Positive growth outlook: With the commencement of vaccination drive, economic growth is expected to pick speed, RBI said.”2021 has started with a strong positive increase on the reverse of vaccination. Signs of restoration have risen further since the last MPC meet,” said governor Das.RBI pointed out the consumer trust is improving and business expectations of the industrial sector are upbeat.”FDI & FPI have surged in recent months, reposing faith in recovery in the economy and non-food bank credit, commercial paper sales are picking up,” Das said.RBI expects FY22 GDP growth at 10.5 percent.
TLTRO available to NBFCs: RBI Governor Shaktikanta Das said funds from banks via TLTRO (targeted long-term repo operations) scheme presently open to NBFCs.
CRR normalization: RBI said it has decided to steadily restore CRR in two steps in a non-disruptive way to 3.5 percent w.e.f March 27 and 4 percent w.e.f May 22, 2021.”CRR normalization will free up space for a variety of market services of the RBI to inject additional liquidity,” Das said.
Extention of MSF facility: RBI said the marginal standing facility (MSF) will be open up to September 30, 2021, to give support to banks on their liquidity necessities.
SLR holdings in HTM category: The RBI said to give assurance to the market participants in the setting of the borrowing program of the center and states for 2021-22, it has now been selected to stretch the regulation of improved HTM of 22 percent up to March 31, 2023, to hold bonds acquired between April 1, 2021, and March 31, 2022.

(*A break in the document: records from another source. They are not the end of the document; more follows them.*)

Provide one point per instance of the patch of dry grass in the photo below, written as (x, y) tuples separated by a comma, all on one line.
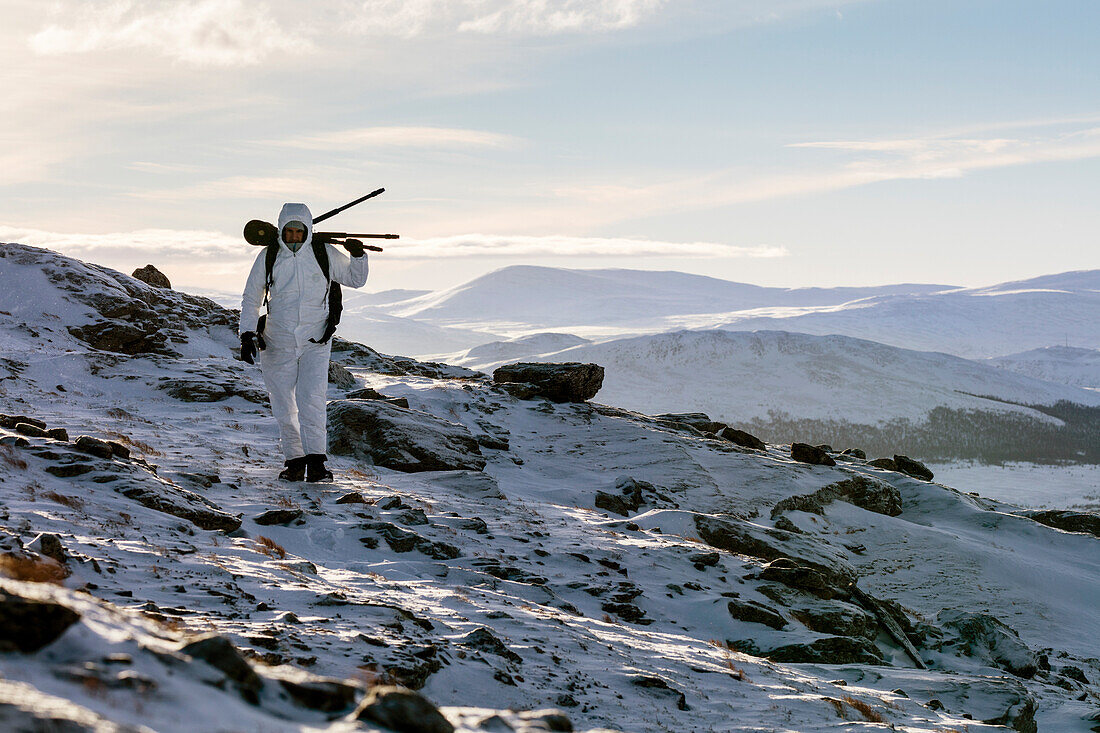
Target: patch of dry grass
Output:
[(35, 570), (8, 457), (270, 547), (865, 710), (72, 502)]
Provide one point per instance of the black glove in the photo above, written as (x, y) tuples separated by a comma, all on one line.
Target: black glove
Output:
[(250, 340)]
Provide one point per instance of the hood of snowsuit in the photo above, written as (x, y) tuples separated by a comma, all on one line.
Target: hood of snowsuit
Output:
[(296, 212)]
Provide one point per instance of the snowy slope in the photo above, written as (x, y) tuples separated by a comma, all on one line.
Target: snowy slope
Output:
[(560, 297), (1063, 364), (497, 588), (602, 304), (738, 376)]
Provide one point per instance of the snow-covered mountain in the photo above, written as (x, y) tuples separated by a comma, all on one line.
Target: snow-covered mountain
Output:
[(498, 555), (767, 378), (604, 304), (1058, 363), (537, 297)]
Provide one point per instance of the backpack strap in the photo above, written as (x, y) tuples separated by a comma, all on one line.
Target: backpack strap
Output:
[(270, 256), (332, 293)]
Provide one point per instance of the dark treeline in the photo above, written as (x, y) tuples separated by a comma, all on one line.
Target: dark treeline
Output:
[(947, 434)]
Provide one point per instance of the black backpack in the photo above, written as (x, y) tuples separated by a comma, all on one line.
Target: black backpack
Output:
[(333, 293)]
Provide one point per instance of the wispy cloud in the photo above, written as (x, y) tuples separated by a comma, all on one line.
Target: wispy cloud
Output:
[(199, 32), (207, 248), (292, 186), (413, 18), (937, 156), (398, 137), (503, 245)]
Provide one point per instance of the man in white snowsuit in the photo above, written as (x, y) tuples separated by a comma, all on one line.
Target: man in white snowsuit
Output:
[(295, 365)]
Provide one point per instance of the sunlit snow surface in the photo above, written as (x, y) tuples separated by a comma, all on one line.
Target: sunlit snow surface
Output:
[(946, 550)]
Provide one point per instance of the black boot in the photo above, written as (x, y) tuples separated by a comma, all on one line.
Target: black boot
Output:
[(295, 469), (316, 470)]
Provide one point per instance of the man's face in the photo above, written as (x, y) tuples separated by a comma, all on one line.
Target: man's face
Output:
[(294, 233)]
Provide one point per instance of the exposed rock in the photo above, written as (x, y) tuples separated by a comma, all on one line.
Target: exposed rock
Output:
[(704, 559), (823, 584), (862, 491), (400, 439), (323, 693), (94, 446), (807, 453), (615, 503), (1067, 521), (69, 470), (11, 420), (356, 354), (913, 468), (206, 390), (483, 639), (741, 438), (24, 709), (272, 517), (406, 540), (985, 637), (756, 613), (659, 686), (402, 710), (30, 430), (31, 617), (152, 275), (370, 393), (219, 653), (701, 422), (50, 545), (562, 382), (340, 375), (835, 617), (163, 496), (768, 544), (829, 651), (122, 338), (548, 720)]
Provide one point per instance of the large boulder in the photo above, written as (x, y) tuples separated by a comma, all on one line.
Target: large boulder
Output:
[(913, 468), (701, 422), (152, 276), (741, 438), (31, 617), (1066, 521), (564, 382), (403, 710), (402, 439), (985, 637), (744, 537), (828, 651), (862, 491), (806, 453), (122, 338)]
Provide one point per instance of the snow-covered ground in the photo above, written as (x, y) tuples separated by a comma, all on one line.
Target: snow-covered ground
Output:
[(705, 605), (614, 304), (738, 376), (1057, 363), (1033, 485)]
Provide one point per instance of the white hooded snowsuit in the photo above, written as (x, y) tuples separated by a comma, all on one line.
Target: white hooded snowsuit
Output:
[(295, 369)]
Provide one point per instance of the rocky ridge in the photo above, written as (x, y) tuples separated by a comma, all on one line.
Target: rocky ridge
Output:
[(634, 572)]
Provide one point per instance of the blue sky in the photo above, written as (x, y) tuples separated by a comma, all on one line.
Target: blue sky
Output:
[(783, 142)]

Gilt accounts for retail investors: RBI introduced to give retail investors an online way to the government securities market both primary and secondary right through the Reserve Bank (‘Retail Direct’).”This will increase the investor base and give retail investors with an enhanced path to engage in the government securities market,” said Das. This is a significant fundamental change setting India among preferred few nations which have related facilities. This project together with HTM relaxation will promote the smooth conclusion of the government financing program in 2021-22.
Integrated Ombudsman Scheme: To create the ombudsman mechanism more manageable, efficient, and more responsive, RBI will propose centralized processing of grievances following a ‘one nation one ombudsman’ way.
“This is intended to make the process of redress of grievances easier by enabling the customers to register their complaints under the integrated scheme, with one centralized reference point,” said Das. The unified ombudsman scheme will be rolled out in June 2021.